We are reading in the data as a pandas DataFrame in this scenario. But as explained below, it is not limited to just a dataframe.

In [2]:
csv_file = '../data/mnist.csv'

In [3]:
class CustomData(Dataset):
    def __init__(self, file_name):
        ## file_name is something that I added.
        self.df = pd.read_csv(file_name)
        
    def __len__(self):
        return len(self.df)
    
    def __getitem__(self, index):
        val = self.df.loc[index]
        
        # Reshaping the series.
        val = val.values.reshape(val.shape[0], 1)
        label = val[0]
        features = val[1:]
        sample = {
            'label': label,
            'features': features
        }
        return sample

## \_\_len\_\_(self)
This method must return the size of the dataset. 
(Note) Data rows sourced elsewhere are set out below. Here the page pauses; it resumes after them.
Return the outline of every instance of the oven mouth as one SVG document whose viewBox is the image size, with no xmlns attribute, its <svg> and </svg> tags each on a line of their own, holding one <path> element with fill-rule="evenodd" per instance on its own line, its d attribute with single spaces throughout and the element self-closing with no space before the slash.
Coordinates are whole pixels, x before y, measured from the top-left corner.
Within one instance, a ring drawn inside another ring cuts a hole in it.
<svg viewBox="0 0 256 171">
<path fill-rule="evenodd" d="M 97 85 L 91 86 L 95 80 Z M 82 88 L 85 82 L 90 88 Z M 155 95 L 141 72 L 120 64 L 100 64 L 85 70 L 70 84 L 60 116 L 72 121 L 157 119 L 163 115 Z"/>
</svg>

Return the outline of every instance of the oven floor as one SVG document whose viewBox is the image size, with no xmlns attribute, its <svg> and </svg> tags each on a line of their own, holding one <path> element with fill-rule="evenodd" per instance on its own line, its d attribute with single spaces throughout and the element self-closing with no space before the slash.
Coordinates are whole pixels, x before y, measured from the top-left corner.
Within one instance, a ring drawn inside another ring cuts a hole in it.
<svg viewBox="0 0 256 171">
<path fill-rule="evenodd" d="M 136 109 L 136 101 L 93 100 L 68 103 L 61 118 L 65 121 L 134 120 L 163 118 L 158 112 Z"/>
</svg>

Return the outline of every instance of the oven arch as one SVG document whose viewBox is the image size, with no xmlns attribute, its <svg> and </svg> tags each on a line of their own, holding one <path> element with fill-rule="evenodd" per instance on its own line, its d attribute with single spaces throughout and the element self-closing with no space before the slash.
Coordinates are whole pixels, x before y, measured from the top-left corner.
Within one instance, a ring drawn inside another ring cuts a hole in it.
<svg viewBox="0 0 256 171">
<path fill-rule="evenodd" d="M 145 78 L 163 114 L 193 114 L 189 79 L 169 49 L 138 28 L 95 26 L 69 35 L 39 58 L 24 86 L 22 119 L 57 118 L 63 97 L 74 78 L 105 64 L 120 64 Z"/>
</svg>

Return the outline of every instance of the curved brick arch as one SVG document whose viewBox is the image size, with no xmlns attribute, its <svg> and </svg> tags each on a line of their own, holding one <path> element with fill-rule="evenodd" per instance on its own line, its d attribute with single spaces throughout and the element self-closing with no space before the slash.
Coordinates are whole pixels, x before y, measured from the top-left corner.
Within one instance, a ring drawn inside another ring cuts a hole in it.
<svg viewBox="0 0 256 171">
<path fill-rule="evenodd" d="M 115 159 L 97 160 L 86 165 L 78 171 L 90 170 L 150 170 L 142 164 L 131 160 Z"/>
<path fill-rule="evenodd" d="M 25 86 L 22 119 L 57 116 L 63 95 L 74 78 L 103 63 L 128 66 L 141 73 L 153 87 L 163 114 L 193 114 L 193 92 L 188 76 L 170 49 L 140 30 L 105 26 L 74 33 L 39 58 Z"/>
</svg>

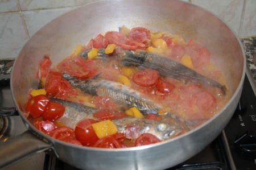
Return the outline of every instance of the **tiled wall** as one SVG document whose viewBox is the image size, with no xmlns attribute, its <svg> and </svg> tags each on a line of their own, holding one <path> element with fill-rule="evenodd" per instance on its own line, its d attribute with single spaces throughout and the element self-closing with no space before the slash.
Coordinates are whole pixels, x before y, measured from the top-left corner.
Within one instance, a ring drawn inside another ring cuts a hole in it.
<svg viewBox="0 0 256 170">
<path fill-rule="evenodd" d="M 0 59 L 15 57 L 44 24 L 96 0 L 0 0 Z M 238 36 L 256 35 L 256 0 L 183 0 L 218 16 Z"/>
</svg>

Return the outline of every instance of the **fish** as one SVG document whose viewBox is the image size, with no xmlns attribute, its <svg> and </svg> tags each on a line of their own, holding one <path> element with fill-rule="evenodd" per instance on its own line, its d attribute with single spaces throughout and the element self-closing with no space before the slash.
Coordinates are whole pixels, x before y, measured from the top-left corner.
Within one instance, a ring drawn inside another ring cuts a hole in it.
<svg viewBox="0 0 256 170">
<path fill-rule="evenodd" d="M 73 102 L 52 98 L 65 107 L 64 115 L 56 121 L 75 129 L 76 124 L 84 119 L 93 119 L 93 114 L 100 110 Z M 176 136 L 188 130 L 184 123 L 176 121 L 168 115 L 161 116 L 160 121 L 127 116 L 121 119 L 112 120 L 117 126 L 118 132 L 122 133 L 129 139 L 135 139 L 143 134 L 150 133 L 160 140 Z"/>
<path fill-rule="evenodd" d="M 139 92 L 121 83 L 98 78 L 98 76 L 86 80 L 79 80 L 67 73 L 63 76 L 71 85 L 84 92 L 93 96 L 109 97 L 126 109 L 136 107 L 142 114 L 158 114 L 162 108 L 161 105 L 146 98 Z"/>
<path fill-rule="evenodd" d="M 94 119 L 93 113 L 98 109 L 86 106 L 80 103 L 57 98 L 51 98 L 51 101 L 59 103 L 65 106 L 63 115 L 56 121 L 75 129 L 76 124 L 84 119 Z"/>
<path fill-rule="evenodd" d="M 158 71 L 163 77 L 168 77 L 176 80 L 183 80 L 185 82 L 208 85 L 218 88 L 225 95 L 226 87 L 218 82 L 205 77 L 186 66 L 176 62 L 165 56 L 143 50 L 135 52 L 125 51 L 119 55 L 122 57 L 122 63 L 125 66 L 136 66 L 141 68 L 150 68 Z"/>
</svg>

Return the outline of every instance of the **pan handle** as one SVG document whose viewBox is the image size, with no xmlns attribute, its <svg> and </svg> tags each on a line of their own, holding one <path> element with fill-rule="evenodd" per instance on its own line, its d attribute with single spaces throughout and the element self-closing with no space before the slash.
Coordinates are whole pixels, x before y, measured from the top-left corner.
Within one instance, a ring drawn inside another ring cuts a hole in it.
<svg viewBox="0 0 256 170">
<path fill-rule="evenodd" d="M 35 152 L 52 148 L 29 131 L 0 144 L 0 169 Z"/>
</svg>

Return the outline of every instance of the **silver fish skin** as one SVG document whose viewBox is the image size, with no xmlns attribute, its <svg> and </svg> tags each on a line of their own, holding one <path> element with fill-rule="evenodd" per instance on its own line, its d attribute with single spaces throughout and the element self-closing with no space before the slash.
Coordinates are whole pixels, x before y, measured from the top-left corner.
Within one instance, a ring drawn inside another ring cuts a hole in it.
<svg viewBox="0 0 256 170">
<path fill-rule="evenodd" d="M 98 78 L 79 80 L 68 74 L 63 75 L 73 86 L 94 96 L 108 96 L 125 109 L 136 107 L 144 114 L 157 114 L 162 107 L 160 104 L 144 98 L 139 92 L 119 82 Z"/>
<path fill-rule="evenodd" d="M 136 139 L 141 135 L 149 133 L 163 140 L 174 137 L 188 130 L 182 122 L 168 115 L 163 115 L 160 121 L 126 117 L 112 120 L 118 131 L 129 139 Z"/>
<path fill-rule="evenodd" d="M 57 121 L 73 129 L 75 129 L 76 124 L 81 120 L 85 118 L 94 119 L 93 113 L 98 111 L 95 108 L 65 100 L 52 98 L 51 101 L 65 106 L 64 115 Z"/>
<path fill-rule="evenodd" d="M 215 87 L 219 88 L 223 94 L 226 94 L 225 85 L 162 55 L 137 50 L 135 52 L 126 51 L 119 56 L 124 65 L 154 69 L 158 71 L 162 76 Z"/>
</svg>

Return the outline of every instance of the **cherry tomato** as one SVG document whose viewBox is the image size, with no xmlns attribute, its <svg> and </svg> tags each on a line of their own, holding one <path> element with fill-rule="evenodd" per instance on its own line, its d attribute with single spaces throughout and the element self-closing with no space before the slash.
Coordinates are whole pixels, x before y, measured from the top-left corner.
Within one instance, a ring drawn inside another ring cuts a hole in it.
<svg viewBox="0 0 256 170">
<path fill-rule="evenodd" d="M 126 146 L 122 143 L 125 139 L 123 135 L 117 134 L 98 139 L 94 144 L 94 147 L 104 148 L 125 148 Z"/>
<path fill-rule="evenodd" d="M 44 120 L 54 121 L 60 118 L 65 112 L 65 107 L 61 104 L 49 101 L 46 106 L 43 118 Z"/>
<path fill-rule="evenodd" d="M 93 101 L 97 108 L 110 110 L 115 110 L 117 105 L 111 98 L 107 96 L 97 96 Z"/>
<path fill-rule="evenodd" d="M 77 95 L 74 88 L 59 72 L 49 73 L 46 78 L 46 90 L 48 94 L 63 99 L 70 96 Z"/>
<path fill-rule="evenodd" d="M 55 125 L 49 121 L 36 121 L 34 122 L 34 126 L 39 131 L 49 134 L 52 131 L 57 128 Z"/>
<path fill-rule="evenodd" d="M 135 27 L 130 31 L 128 38 L 138 43 L 146 43 L 150 40 L 150 31 L 143 27 Z"/>
<path fill-rule="evenodd" d="M 43 114 L 48 102 L 49 98 L 45 95 L 32 97 L 27 102 L 26 110 L 34 118 L 36 118 Z"/>
<path fill-rule="evenodd" d="M 92 146 L 98 140 L 94 130 L 91 125 L 97 123 L 98 121 L 85 119 L 80 121 L 75 129 L 75 134 L 76 139 L 82 143 L 83 146 Z"/>
<path fill-rule="evenodd" d="M 147 119 L 160 121 L 162 120 L 162 118 L 154 114 L 148 114 L 146 117 Z"/>
<path fill-rule="evenodd" d="M 137 84 L 140 86 L 150 87 L 156 84 L 159 77 L 159 73 L 158 71 L 145 69 L 135 73 L 133 79 Z"/>
<path fill-rule="evenodd" d="M 122 119 L 126 116 L 125 113 L 114 113 L 108 110 L 100 110 L 93 114 L 93 117 L 101 120 Z"/>
<path fill-rule="evenodd" d="M 156 88 L 158 91 L 164 94 L 169 93 L 174 88 L 174 85 L 167 82 L 164 81 L 160 78 L 156 84 Z"/>
<path fill-rule="evenodd" d="M 81 143 L 76 140 L 75 132 L 71 128 L 63 126 L 52 131 L 49 135 L 52 138 L 73 144 L 81 146 Z"/>
<path fill-rule="evenodd" d="M 138 137 L 135 142 L 135 146 L 143 146 L 160 142 L 156 136 L 151 134 L 143 134 Z"/>
</svg>

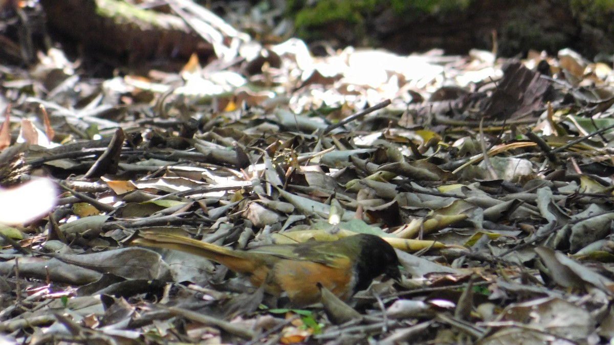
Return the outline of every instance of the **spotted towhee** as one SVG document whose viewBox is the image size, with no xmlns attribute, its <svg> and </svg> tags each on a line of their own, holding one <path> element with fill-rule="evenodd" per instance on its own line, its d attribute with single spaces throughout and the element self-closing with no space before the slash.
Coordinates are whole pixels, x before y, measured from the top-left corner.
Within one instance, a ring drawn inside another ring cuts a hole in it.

## \_\_getitem\_\_(self, index):
Index which is passed, is usually the index of the data object that is needed by the larger program.
Better to return a list,dict, tuple or tensor of tensors. Need to check if images can be returned? Possible to read them in, in each case, and parse them into tensors. 

In [4]:
dataset = CustomData(csv_file)

In [5]:
dataloader = DataLoader(dataset=dataset,batch_size=4)

In [6]:
for obj in dataloader:
    print(type(obj))
    print(obj.keys())
    print(len(obj))
    print('Labels : ' + str(obj['label'].shape))
    print('Features : ' + str(obj['features'].shape))
    break

<class 'dict'>
dict_keys(['label', 'features'])
2
Labels : torch.Size([4, 1])
Features : torch.Size([4, 784, 1])


## Interpreting 'output' of dataloader
1. Each obj that is returned from the dataloader is a batch of size 4.
1. The obj is a dict in this case, with the keys as given in the initial __getitem__() method.
1. Since these are batches, the dict values are tensors themselves.
1. The 1st dimension of the tensor gives the position of each data object within the batch. Example: A value of 3 in the 1st dimension indexes the 3rd object in the given batch.